Pour qui : ceux qui veulent un accès à un univers d'investissement large ou qui apprécient des plateformes techniques évoluées.

Le piège : la complexité. Des plateformes pensées pour traders peuvent intimider un débutant et conduire à des erreurs coûteuses (clic sur la mauvaise option, ordre mal libellé). Si tu cherches juste un PEA pour ETF, c'est probablement surdimensionné.

04Les néo-brokers : pas (encore) pour le PEA

Trade Republic, Scalable Capital et les autres néo-brokers ont popularisé l'investissement à frais ultra-bas. Leur catalogue inclut souvent un « plan d'épargne »… mais pas le PEA français au sens fiscal. La distinction est cruciale.

À ce jour, les néo-brokers européens proposent essentiellement le compte-titres ordinaire (CTO). Si tu vois un produit appelé « plan d'épargne » sur leur interface, lis attentivement : il s'agit le plus souvent d'un versement programmé sur un CTO, qui n'offre pas l'exonération d'impôt sur le revenu après cinq ans propre au PEA.

Le PEA reste, à ce jour, l'apanage des acteurs français traditionnels : banques en ligne et brokers historiques. Le paysage peut évoluer — surveille les annonces des néo-brokers qui poussent vers l'enveloppe française.

Le piège des frais d'inactivité
Certains courtiers prélèvent 5 à 10 € par trimestre si tu ne passes aucun ordre. Sur un petit PEA en mode buy & hold, ça peut dégrader nettement la performance. Vérifie systématiquement ce point dans les conditions tarifaires avant d'ouvrir.

05Notre matrice de décision selon ton profil

Pas de meilleur courtier dans l'absolu, mais un meilleur courtier pour ton profil. Voici trois cas typiques.

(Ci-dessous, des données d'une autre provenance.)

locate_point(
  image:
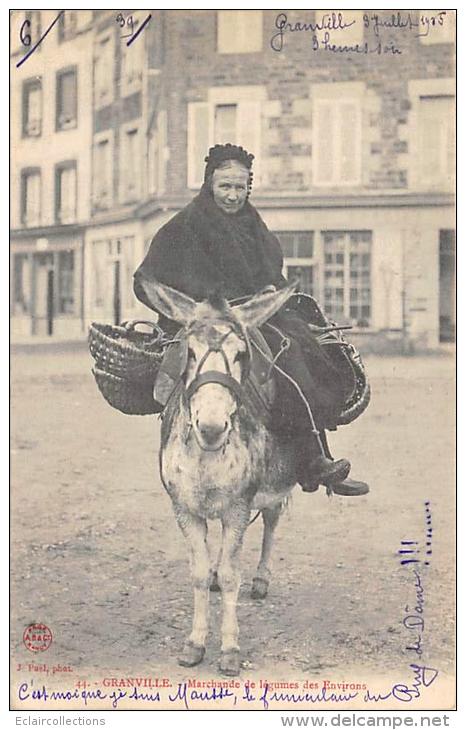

Tu débutes avec moins de 200 € par mois : une banque en ligne est généralement le choix le plus simple. Frais d'ordre faibles à ton niveau de volume, pas de droits de garde, interface claire. L'intégration avec le compte courant est un plus si tu veux automatiser les versements.

Tu vises un univers large (titres vifs hors France, fonds spécialisés) : un broker spécialisé te donne accès à un catalogue plus profond et des outils d'analyse. Accepte une légère prime sur les petits ordres en échange de la souplesse.

Tu veux les frais les plus bas possibles : reste vigilant. Les néo-brokers attirent avec « 0 € par ordre » mais ne proposent pas le PEA français. Pour un PEA, vise plutôt une banque en ligne historique aux frais modérés et à la fiscalité parfaitement maîtrisée.

Dans tous les cas, lis les conditions tarifaires complètes avant d'ouvrir. Les grilles évoluent — un courtier compétitif aujourd'hui peut ne plus l'être dans deux ans. Et l'effort de transférer un PEA d'un établissement à un autre, bien qu'il soit possible, reste fastidieux. Choisis avec soin la première fois.